Saturday, August 08, 2009
Day 7, Barrow upon Soar to Sandiacre
We stopped at Barrow with the Soar on red, and a red light showing at Barrow deep lock. Naively we had assumed that this was an unbreachable injunction against proceeding further, but were told this morning that it has the same advisory status as the less technologically advanced level marker boards. So we bravely set off, only to pause again at Bishops Mill Lock, simply because lots of other people had. Someone gave us the number of the BW 'flood officer', and Jim rang him, and reported back that we could go, and indeed, so did lots of others. Oh yes, and we stopped in Loughborough for a paper. Then we stopped again at Zouch Lock to take stock, and remove some rather impressive polyester webbing from the prop, before deciding again to proceed (with caution, of course) along with out new companions, intrepid hire boaters.
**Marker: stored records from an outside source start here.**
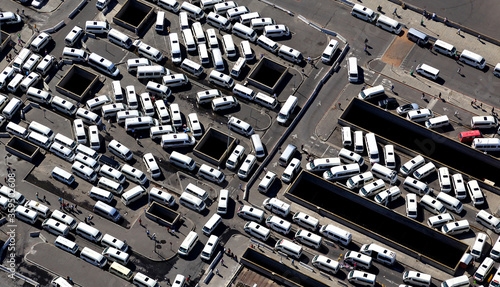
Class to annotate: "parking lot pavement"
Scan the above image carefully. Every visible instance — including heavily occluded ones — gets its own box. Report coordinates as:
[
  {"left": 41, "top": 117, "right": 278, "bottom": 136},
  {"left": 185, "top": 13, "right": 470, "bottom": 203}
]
[
  {"left": 26, "top": 243, "right": 134, "bottom": 287},
  {"left": 360, "top": 0, "right": 500, "bottom": 66},
  {"left": 199, "top": 234, "right": 250, "bottom": 286}
]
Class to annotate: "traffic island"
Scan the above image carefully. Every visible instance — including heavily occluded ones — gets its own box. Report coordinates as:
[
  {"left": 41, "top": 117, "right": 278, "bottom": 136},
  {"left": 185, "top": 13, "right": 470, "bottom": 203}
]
[
  {"left": 193, "top": 128, "right": 236, "bottom": 166},
  {"left": 285, "top": 170, "right": 469, "bottom": 274},
  {"left": 247, "top": 57, "right": 288, "bottom": 94},
  {"left": 5, "top": 136, "right": 40, "bottom": 163},
  {"left": 113, "top": 0, "right": 154, "bottom": 34},
  {"left": 56, "top": 65, "right": 99, "bottom": 103}
]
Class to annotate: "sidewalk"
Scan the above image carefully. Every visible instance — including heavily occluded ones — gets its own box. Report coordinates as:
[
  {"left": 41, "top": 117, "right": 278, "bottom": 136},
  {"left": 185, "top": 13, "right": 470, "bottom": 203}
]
[{"left": 360, "top": 0, "right": 500, "bottom": 66}]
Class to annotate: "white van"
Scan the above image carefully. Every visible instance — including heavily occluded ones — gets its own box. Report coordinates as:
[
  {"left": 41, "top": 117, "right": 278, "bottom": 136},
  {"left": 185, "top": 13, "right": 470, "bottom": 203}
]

As we sailed towards Zouch, however, we encountered a Waterways chap. At first I thought he must be an impostor, as he wasn't wearing a lifejacket, but apparently not. 'The river's still in flood', he said, somewhat gnomically, I thought. Mmm, I said, are we OK for Zouch? (thinking that the lock might be closed to passage). 'The river's still in flood', he repeated. We rang the flood officer, I said. 'That's me' he replied. Well, I don't know exactly what he said to Jim, but it definitely wasn't 'DON'T'. And yet here he was, semi ticking us off, yet still not prepared to say that we shouldn't. It's all very well taking responsibility for oneself, and I am naturally all in favour of it, but it does depend upon having reliable information and advice from those in the know. I wish they would either come right out and forbid navigation, if it's dangerous, or else not tell people off for trying.
Anyway, we completed our passage of the Soar without any distressing incidents, crashes, sinkings etc, and emerged onto the vast Trent (which isn't in flood) and straight across onto the Erewash Canal. Well, this is my kind of canal. There are disused buildings whose beauty makes me cry. We are tied up tonight in Sandiacre, which is not terribly salubrious, but in front of the most stunningly beautiful vast Victorian lace mill, very nicely converted into flats. A similar building I photographed earlier, frozen at a moment in the process of dereliction (who knows, maybe one day restoration, but less likely now.). Another one in the process of being demolished. If I come back this way again, it won't be here.
A word about the locks, so far. You need a handcuff key for them (haven't used that since the Huddersfield), but frankly I don't know why they bother, because even once you've unlocked them, the ground paddles are utterly, utterly immovable.